To answer my own question above, we can still leave people to believe whatever they want, including a literal belief in the Bible. But we create law to prevent them from imposing those beliefs on others. And we create law by electing representatives committed to progressive laws like separation of church and state, equal rights, etc. And we elect those kinds of people by framing our ideas in such a way as to manipulate the uninformed majority of voters. Even those who register Democrat, who are often poor or lower-middle class, struggling to get by and have no time for education or 'self-development.'

Those of us with the rare opportunity for things like mytho-poetic reflection then need to get politically active to support ideas and candidates that keep progressing. And fight like hell those that don't, or we will get reenactments of Noah, to wit, the regressive takeover of Congress and the Supreme Corp, and laws giving corps religion. Only now the Noah story is drowning most of us in poverty, disease, hunger, depression, hopelessness. Have you seen the Ryan budget? There is the mytho-poetic result of literal belief in the Bible and/or other metaphysical structures (like capitalism). Glory be unto God and the rich, and damn the rest of us lazy, fallen bastards who get what we deserve.

Yes, i'm aware of the recent ruling and it is truly sickening.

I'll focus on points of agreement first. We both seem to be in agreement that traditional metaphysics as its been told to humans through their religions is regressive, hostile to civil society, and is full of all manner of genocide and atrocity.

That modern metaphysics has become a carbon copy of the old ways once again. I have pointed out that the structure of global finance is indeed, symbolically, the same as the old roman church. 

I have tried to show that the god i've experienced in my life has no quarrel with postmodern values. Egalitarianism, gender equality, dignity and respect to those of differing sexual proclivity, care of the house called earth, to name but a few. The reason i am able to wiggle this thread in on this site is because postmodernism correctly asserts that we can't really know the true nature of reality. And, if one asserts that they are 100% sure of the nature of reality, then, they have a blind spot in their psyche and are not enacting from a post modern awareness. 

Obviously, this thread is more problematic when dealing with post metaphysics. Here, i lose the argument, and, i have no quarrel with that; but if, traditional metaphysics has always misrepresented god; then an alternative metaphysics could, possibly, be considered. That is what i am aiming at here. 

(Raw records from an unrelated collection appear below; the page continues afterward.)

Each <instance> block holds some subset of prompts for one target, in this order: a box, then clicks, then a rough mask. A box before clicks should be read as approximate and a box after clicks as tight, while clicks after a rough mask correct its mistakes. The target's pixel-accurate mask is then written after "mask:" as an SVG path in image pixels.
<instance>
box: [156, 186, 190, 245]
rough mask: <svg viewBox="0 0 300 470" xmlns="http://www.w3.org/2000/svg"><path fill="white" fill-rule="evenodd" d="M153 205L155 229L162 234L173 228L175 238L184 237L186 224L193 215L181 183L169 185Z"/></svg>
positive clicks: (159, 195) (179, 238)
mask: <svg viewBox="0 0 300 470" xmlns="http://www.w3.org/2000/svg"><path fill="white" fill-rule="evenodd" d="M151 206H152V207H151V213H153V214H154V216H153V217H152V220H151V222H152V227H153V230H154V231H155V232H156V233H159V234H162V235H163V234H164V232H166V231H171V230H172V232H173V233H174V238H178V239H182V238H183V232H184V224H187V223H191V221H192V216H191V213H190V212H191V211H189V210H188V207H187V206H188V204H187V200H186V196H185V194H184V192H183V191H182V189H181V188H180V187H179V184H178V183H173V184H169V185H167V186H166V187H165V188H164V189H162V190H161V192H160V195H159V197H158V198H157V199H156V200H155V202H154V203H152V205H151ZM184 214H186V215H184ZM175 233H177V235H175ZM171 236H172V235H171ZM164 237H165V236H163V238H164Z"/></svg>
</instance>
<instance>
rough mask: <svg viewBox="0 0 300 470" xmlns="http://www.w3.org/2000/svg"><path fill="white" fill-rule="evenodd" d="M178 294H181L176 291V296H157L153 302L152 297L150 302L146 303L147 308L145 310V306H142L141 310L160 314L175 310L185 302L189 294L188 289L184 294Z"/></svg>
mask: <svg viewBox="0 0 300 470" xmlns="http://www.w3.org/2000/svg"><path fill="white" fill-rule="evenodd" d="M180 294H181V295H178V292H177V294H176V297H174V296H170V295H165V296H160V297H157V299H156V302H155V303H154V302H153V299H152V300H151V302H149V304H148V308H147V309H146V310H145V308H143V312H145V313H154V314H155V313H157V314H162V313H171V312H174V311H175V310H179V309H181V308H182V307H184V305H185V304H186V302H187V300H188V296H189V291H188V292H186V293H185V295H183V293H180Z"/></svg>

Maybe a dart board analogy might help. I personally don't fault people because they think that their particular dart hits the bulls-eye of truth. Wilber dart thinks so; so do the privileged access traditions ; hell, Icke thinks his dart has hit the mark; atheists think their darts are the most friggin' rad! So, why can't i, for posterity, lay out my claim and throw my dart at the board, too!

So, god is the keeper of the estate, and all those who seek 'him' in goodwill and charity will find rest for their soul. That the airplane called god has not mysteriously vanished from the sky never to be found again as some would have us all believe; that we share this earth with truly magnificent light beings who have always been here; that at certain times and places we share this earth with beings who are corrupted because of regrettable acts by some of these light beings; that there is a plan in place for the redemption of these souls; that there has and always were protocols in place to deal with any such circumstance; that when traditional metaphysics proffered ethnocentric versions of god; those versions were corruptions of the consequence of the left hand path protocols; that when traditional metaphysics proffered the love of god for a chosen few they  erred and were walking the left hand path; that withdrawal for an age is no proof of god's non-existence.

And how hard has it been to dupe the talking monkey you ask? Only two consistent lies: that god is not good ( unless we redefine good as being a psychopath) and that god doesn't exist!